No kidding. My Thompson Center mould instructions said to use pure lead or they would not obturate properly in the bore. I have never had any leading problem. I shoot a Thompson Center Maxi Ball at about 1700 fps. I was lucky to find pure lead in 2X2 foot sheets 1/8 inch thick from an Xray lab. I think I will shoot round ball next fall. As a matter of fact I would like to get a flintlock.

I keep forgetting to look at Ebay. I bought a certified tork wrench in inch pounds from Brownells for $150, and my friend got one on Ebay for $50.


----------



## barebackjack

I actually thought about that. As with the round balls, you want soft pure lead so the ball obturates when the charge goes off and "seals" the bore better. Which is why I tried a soft bullet as well. But that just led to the fouling problem and I didnt notice any performance boost.
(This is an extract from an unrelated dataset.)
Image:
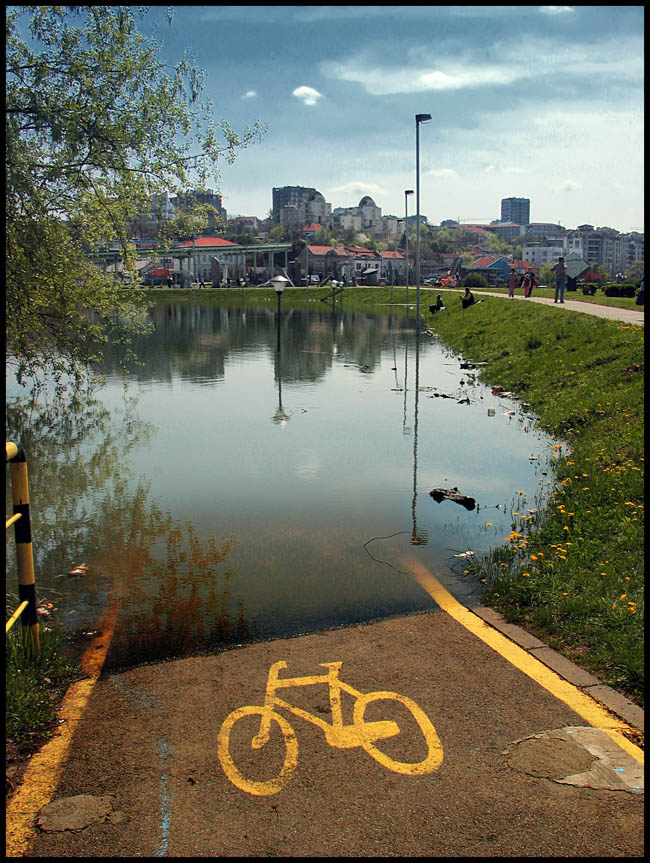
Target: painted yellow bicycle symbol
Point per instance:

But if you think about it, that skirt on the bottom of the bullet should obturate and seal up pretty easy as its thinner walled. At least in my experiences. Now I dont know if they all have that skirt (I looked at the lyman catalog and theres a plethora of mold choices when it comes to bullets), the ones I was pouring did and it seemed to work fine. I would venture to guess that a solid based bullet like perhaps a ballet would have to be much softer to accomplish this.

And than from a hunting standpoint, you dont want to be to hard as your mushrooming on impact could be impeded. Its all about finding that balance, as is most things.


----------



## Plainsman

Ya, the Thompson Center Maxi-Ball is a solid base.
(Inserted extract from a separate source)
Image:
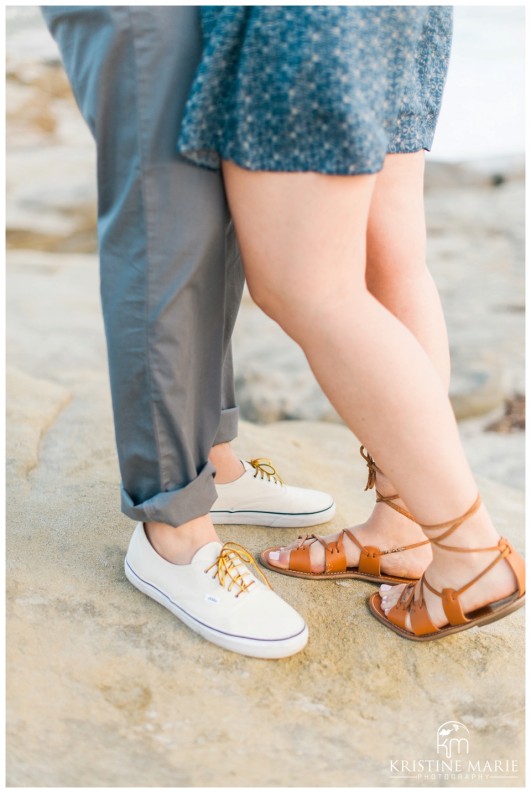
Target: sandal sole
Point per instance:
(483, 616)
Have you noticed that pure soft lead holds together well at velocities up to 1800 fps. I don't know what the deal is, but it's like it smears instead of breaking up like slightly harder lead. Then if it's real hard it doesn't mushroom.

I made some 44 bullet back in the 1970's from 2/3 wheel weight and 1/3 linotype. I shot a half dozen through a railroad tie. I seen the impact in the dirt beyond so I dug them up. You could see perfect rifling on them and they were otherewis in perfect shape. Man, I thought I had armor piercing. Then I shot into the end of a cut off oak log. They held together just like the others, but that oak end grain shut them down with only about an inch of penetration. Maybe those oak tables the cowboys hid behind in the western movies would stop the old cap and ball revolvers.


----------